L’Ukraine représente la deuxième destination, hors Union européenne, des exportations françaises de semences et plants. Claude Tabel, le président de l’Union française des semenciers (UFS), a dressé le 14 avril 2022 un premier bilan des impacts du conflit avec la Russie sur les disponibilités en semences en Ukraine et sur les activités des entreprises semencières hexagonales.
Ces dernières emploient 1 700 personnes dans ce pays de la mer Noire. Elles y réalisent un chiffre d’affaires de 400 millions d’euros. Ce montant tient compte des exportations depuis la France (100 millions d’euros), des activités de recherche, de production et de distribution de semences des sociétés qui ont investi sur place.
Problème d’acheminer les semences jusqu’aux agriculteurs
« Aujourd’hui, 75 % des exportations de semences de maïs et de tournesol sont bien arrivées en Ukraine », estime Claude Tabel. Il s’agit de variétés adaptées au contexte pédoclimatique de cette zone géographique.

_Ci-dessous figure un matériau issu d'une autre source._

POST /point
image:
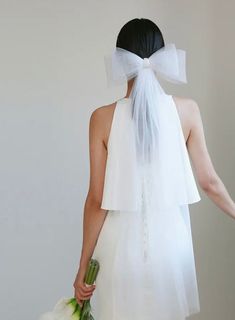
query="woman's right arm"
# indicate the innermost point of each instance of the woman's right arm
(205, 172)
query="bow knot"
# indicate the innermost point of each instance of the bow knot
(146, 63)
(168, 62)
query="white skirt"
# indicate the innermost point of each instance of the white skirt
(147, 268)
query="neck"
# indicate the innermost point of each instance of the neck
(129, 87)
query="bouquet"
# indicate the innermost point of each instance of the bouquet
(68, 308)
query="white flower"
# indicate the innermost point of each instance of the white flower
(47, 316)
(63, 310)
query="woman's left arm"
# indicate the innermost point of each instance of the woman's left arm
(94, 216)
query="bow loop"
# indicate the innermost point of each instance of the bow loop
(167, 62)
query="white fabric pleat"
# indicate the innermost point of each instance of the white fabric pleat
(172, 179)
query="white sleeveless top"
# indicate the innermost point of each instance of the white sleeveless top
(168, 181)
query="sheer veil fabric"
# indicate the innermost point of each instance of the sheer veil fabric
(153, 116)
(145, 249)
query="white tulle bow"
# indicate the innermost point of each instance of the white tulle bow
(169, 62)
(122, 65)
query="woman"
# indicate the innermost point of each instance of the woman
(165, 286)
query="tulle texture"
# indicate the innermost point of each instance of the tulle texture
(145, 249)
(122, 65)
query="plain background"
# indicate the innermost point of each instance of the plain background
(51, 59)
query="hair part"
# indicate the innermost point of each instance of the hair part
(140, 36)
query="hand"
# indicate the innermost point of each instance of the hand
(82, 290)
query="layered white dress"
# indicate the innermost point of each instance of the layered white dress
(145, 250)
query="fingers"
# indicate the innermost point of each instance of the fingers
(83, 292)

Ce chiffre est de 90 % pour les betteraves et de 50 % pour les potagères.
« Le problème est d’acheminer ces semences jusqu’aux distributeurs locaux et jusqu’aux agriculteurs pour garantir les semis de printemps, complète-t-il. Grâce aux “green corridors” mis en place par le gouvernement ukrainien, les activités de conditionnement et d’acheminement ont repris depuis le 1er avril. 60 % des commandes de maïs et 90 % de celles de tournesol sont arrivées à destination, qu’elles aient été produites en Ukraine ou soient importées. »
Une autre difficulté se pose : « Les agriculteurs, confrontés aux problématiques de carburant et de main-d’œuvre, auront-ils la possibilité de semer ? » s’inquiète le président de l’UFS. Selon ses discussions avec des opérateurs ukrainiens, le pays ne devrait produire que 60 % de sa production normale en 2022.
Un manque de semences de base
La situation reste également préoccupante pour les semences de base destinées aux agriculteurs-multiplicateurs et nécessaires à la mise en place des plans de production de semences pour l’année prochaine.
« À ce jour, si 70 % des semences de maïs et 75 % de celles de tournesol ont pu être acheminées, rien ne garantit que les agriculteurs ukrainiens […] seront en capacité de réaliser ces productions », considère l’UFS dans un communiqué diffusé le 14 avril 2022.
« Pour 2023, la donne est faite. Au mieux nous aurons 50 % des semences nécessaires », confirme Claude Tabel. Le président de l’UFS prévoit d’ailleurs un « tunnel a minima pendant deux ans très perturbant pour les activités semencières et les marchés ».
Autrement dit, « si en 2023 les conditions peuvent permettre aux surfaces de multiplication de reprendre leur niveau normal, nous serons incapables de fournir les semences de base en quantité suffisante ». Avec des conséquences sur la récolte des parcelles en multiplication en 2023 et en 2024, sur les semis pour la consommation ainsi que les exportations.
Plan de production français fragilisé par la hausse des cours
Selon l’UFS, la France ne pourra pas compenser cette baisse des disponibilités en augmentant ses surfaces de multiplication en 2022. Pourquoi ? Parce que la montée des cours des productions pour la consommation fragilise déjà son propre plan de production. « Depuis un mois, nous avons des producteurs qui annulent leur engagement d’emblavement au profit des cultures de consommation », a indiqué le vice-président de l’UFS, Didier Nury.
Par exemple en tournesol, la sole de multiplication se situe autour de 16 000 hectares, au lieu des 18 000 à 19 000 hectares prévus. Cette baisse pose également des difficultés en termes de distances d’isolement entre les différentes cultures, semences et conso. Par ailleurs, compenser le déficit en Ukraine par des semis à contre-saison n’est pas envisageable à grande échelle, estime l’UFS.
Réflexion stratégique
L’organisation souhaite avoir une « réflexion stratégique » avec les pouvoirs publics afin d’anticiper et de sécuriser la production en 2022 mais aussi en 2023. « L’objectif est d’avoir toutes les conditions économiques et réglementaires pour augmenter le plan de production les prochaines années », souligne Claude Tabel. Et d’ajouter que le dialogue avec le gouvernement est ouvert et l’écoute « très bonne » pour le moment. Mais « nous ne sommes pas encore rentrés dans les chiffrages ».